Surprise would probably be the best word to describe the reaction last night when the New York Times published an op-ed by Russian President Vladimir Putin titled “A Plea For Caution From Russia.” Both the content and the venue were largely unexpected even by seasoned political observers as Putin directly addressed the American people. The main point of Putin’s piece was his opposition to strikes in Syria.
The potential strike by the United States against Syria, despite strong opposition from many countries and major political and religious leaders, including the pope, will result in more innocent victims and escalation, potentially spreading the conflict far beyond Syria’s borders. A strike would increase violence and unleash a new wave of terrorism. It could undermine multilateral efforts to resolve the Iranian nuclear problem and the Israeli-Palestinian conflict and further destabilize the Middle East and North Africa. It could throw the entire system of international law and order out of balance.

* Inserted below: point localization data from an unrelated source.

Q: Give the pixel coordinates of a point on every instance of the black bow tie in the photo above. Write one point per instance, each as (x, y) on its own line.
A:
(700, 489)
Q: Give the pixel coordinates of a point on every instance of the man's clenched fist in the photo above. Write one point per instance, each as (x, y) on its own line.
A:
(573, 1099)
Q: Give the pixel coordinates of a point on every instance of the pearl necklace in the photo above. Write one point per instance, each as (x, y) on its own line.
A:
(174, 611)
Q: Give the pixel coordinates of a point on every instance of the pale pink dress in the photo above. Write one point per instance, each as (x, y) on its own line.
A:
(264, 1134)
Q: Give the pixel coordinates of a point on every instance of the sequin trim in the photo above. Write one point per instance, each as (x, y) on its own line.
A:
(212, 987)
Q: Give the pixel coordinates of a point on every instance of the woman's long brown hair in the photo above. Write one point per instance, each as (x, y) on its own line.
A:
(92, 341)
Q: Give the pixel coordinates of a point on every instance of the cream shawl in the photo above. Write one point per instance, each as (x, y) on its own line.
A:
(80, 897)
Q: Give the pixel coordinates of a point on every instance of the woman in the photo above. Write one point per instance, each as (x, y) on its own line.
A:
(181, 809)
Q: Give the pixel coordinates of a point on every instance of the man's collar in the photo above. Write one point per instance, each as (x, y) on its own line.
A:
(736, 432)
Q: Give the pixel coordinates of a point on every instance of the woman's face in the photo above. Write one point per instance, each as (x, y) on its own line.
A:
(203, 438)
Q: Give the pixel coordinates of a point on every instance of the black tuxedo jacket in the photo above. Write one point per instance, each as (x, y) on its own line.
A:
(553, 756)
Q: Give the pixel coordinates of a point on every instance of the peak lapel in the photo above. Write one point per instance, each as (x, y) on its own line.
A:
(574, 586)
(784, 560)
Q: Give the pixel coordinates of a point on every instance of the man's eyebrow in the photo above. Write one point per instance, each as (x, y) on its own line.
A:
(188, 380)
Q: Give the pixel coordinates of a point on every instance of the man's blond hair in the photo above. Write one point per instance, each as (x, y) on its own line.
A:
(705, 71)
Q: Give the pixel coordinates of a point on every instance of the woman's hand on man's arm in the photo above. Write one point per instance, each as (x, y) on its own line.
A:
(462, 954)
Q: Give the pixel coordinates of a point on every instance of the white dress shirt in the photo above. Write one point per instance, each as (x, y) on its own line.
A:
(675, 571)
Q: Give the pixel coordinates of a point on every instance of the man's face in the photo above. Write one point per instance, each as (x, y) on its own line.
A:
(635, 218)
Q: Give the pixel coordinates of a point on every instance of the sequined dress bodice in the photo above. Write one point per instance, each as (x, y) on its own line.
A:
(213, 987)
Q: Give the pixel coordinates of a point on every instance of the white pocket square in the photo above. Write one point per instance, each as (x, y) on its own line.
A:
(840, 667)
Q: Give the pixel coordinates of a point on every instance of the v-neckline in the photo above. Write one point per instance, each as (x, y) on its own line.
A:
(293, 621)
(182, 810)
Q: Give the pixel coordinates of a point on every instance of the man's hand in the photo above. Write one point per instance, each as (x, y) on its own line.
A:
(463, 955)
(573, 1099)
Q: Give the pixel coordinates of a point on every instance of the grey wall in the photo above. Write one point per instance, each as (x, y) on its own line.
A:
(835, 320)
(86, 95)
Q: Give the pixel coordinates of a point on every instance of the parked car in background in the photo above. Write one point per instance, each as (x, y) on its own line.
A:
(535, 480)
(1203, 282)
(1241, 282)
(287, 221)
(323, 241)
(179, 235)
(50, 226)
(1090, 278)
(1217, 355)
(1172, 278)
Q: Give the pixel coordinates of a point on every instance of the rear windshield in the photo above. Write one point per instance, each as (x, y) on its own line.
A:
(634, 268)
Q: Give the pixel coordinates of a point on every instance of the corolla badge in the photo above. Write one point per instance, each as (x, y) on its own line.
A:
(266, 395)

Pretty reasonable point – war has uncertain outcomes. No one has been able to say what step 2 is after we bomb Syria or why it is in our interest to do so in the first place.
Putin then went on to make the point that probably killed the idea in Congress – the opposition to Assad are not people friendly to America.
Syria is not witnessing a battle for democracy, but an armed conflict between government and opposition in a multireligious country. There are few champions of democracy in Syria. But there are more than enough Qaeda fighters and extremists of all stripes battling the government. The United States State Department has designated Al Nusra Front and the Islamic State of Iraq and the Levant, fighting with the opposition, as terrorist organizations. This internal conflict, fueled by foreign weapons supplied to the opposition, is one of the bloodiest in the world.
Remember Al Qaeda? The organization we are still at war with that justified killing American citizens without a trial. Drone strikes? Anyone? That’s who we are empowering with a strike on the Assad government.
Putin also went on to note the charges being made that the opposition may have been the ones who used the gas as well as saying if Obama broke international law he would actually encourage the spread of WMDs.
The world reacts by asking: if you cannot count on international law, then you must find other ways to ensure your security. Thus a growing number of countries seek to acquire weapons of mass destruction. This is logical: if you have the bomb, no one will touch you. We are left with talk of the need to strengthen nonproliferation, when in reality this is being eroded.
North Korea has one of the largest chemical weapons stockpiles in the world, why isn’t Obama talking about bombing them unilaterally? We all know the answer.
The final point in the op-ed is probably one of the more interesting ones. Putin critiqued the idea of American Exceptionalism directly.
My working and personal relationship with President Obama is marked by growing trust. I appreciate this. I carefully studied his address to the nation on Tuesday. And I would rather disagree with a case he made on American exceptionalism, stating that the United States’ policy is “what makes America different. It’s what makes us exceptional.” It is extremely dangerous to encourage people to see themselves as exceptional, whatever the motivation. There are big countries and small countries, rich and poor, those with long democratic traditions and those still finding their way to democracy. Their policies differ, too. We are all different, but when we ask for the Lord’s blessings, we must not forget that God created us equal.
Despite making a solid argument, we should never forget that Putin is pursuing his own agenda. And it is impossible for me to not think about the horrendous discrimination against gay people going on today in Russia when President Putin talks about human rights. Nonetheless, compared to Obama’s speech on Syria this op-ed is refreshingly coherent.